Il testo di Ezechiele è usato ancora dai testi dell’ufficiatura della festa con una lettura collegata sia alla verginità di Maria sia all’incarnazione del Verbo di Dio: “Il profeta ha chiamato la santa Vergine porta invalicabile, custodita per il solo Dio nostro: per essa è passato il Signore, da essa procede l’Altissimo e la lascia sigillata, liberando la nostra vita dalla corruzione. Il nesso stretto tra liturgia e professione di fede lo troviamo in uno dei testi del vespro che con delle immagini poetiche di straordinaria bellezza canta Maria come luogo dell’incarnazione del Verbo, luogo della congiunzione delle due nature in Cristo:“Venite, fedeli tutti, corriamo verso la Vergine, per­ché ec­co, nasce colei che prima di essere concepita in seno è stata predestinata ad essere Madre del nostro Dio; il tesoro della verginità, la verga fiorita di Aron­ne, che spunta dalla radice di Iesse, l’annuncio dei profeti, il germoglio dei giusti Gioacchino e Anna nasce, e il mondo con lei si rin­nova. Essa è partorita, e la Chiesa si riveste del proprio de­co­ro. Il tempio santo, il ricettacolo della Divinità, lo stru­mento verginale, il talamo regale nel quale è stato portato a compimento lo straordinario mistero della ineffabile unione delle nature che si congiungono in Cristo: adorando lui, celebriamo l’immacolata nascita della Vergine.

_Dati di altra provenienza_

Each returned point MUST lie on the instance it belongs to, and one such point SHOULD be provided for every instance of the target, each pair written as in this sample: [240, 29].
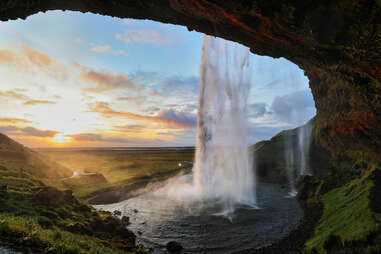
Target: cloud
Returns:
[7, 56]
[13, 95]
[137, 100]
[99, 138]
[294, 108]
[14, 120]
[36, 102]
[28, 59]
[108, 49]
[134, 128]
[27, 131]
[257, 110]
[37, 58]
[143, 36]
[271, 85]
[108, 82]
[168, 117]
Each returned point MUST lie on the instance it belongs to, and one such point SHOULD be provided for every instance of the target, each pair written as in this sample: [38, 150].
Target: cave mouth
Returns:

I testi della liturgia odierna inoltre sottolineano sia la preghiera di Gioacchino ed Anna nell’angoscia per la loro mancanza di discendenza, sia la grande gioia per la nascita di Maria: “Sterile, senza prole, Anna batta oggi gioiosa le mani, si rivestano di splendore le cose della terra, esultino i re, si allie­tino i sacerdoti tra le benedizioni, sia in festa il mondo intero: perché ecco, la regina, l’immacolata sposa del Padre, è germogliata dalla radice di Iesse. Non partoriranno più figli nel dolore le donne, perché è fiorita la gioia, e la vita degli uomini abita nel mon­do. Non saranno più rifiutati i doni di Gioacchino, perché il lamento di Anna si è mutato in gioia ed essa dice: Rallegratevi con me, tutti voi del po­polo eletto Israele: poiché ecco, il Signore mi ha donato la reggia vivente della sua divina gloria, per la comune letizia, gioia e salvezza delle anime nostre. La festa della Natività di Maria mette in luce sia la preghiera e il gemito di Gioachino ed Anna ascoltati dal Signore, sia anche l’inizio della salvezza che ci viene da colei che porta il frutto vivificante per i cristiani, Cristo Verbo di Dio incarnato.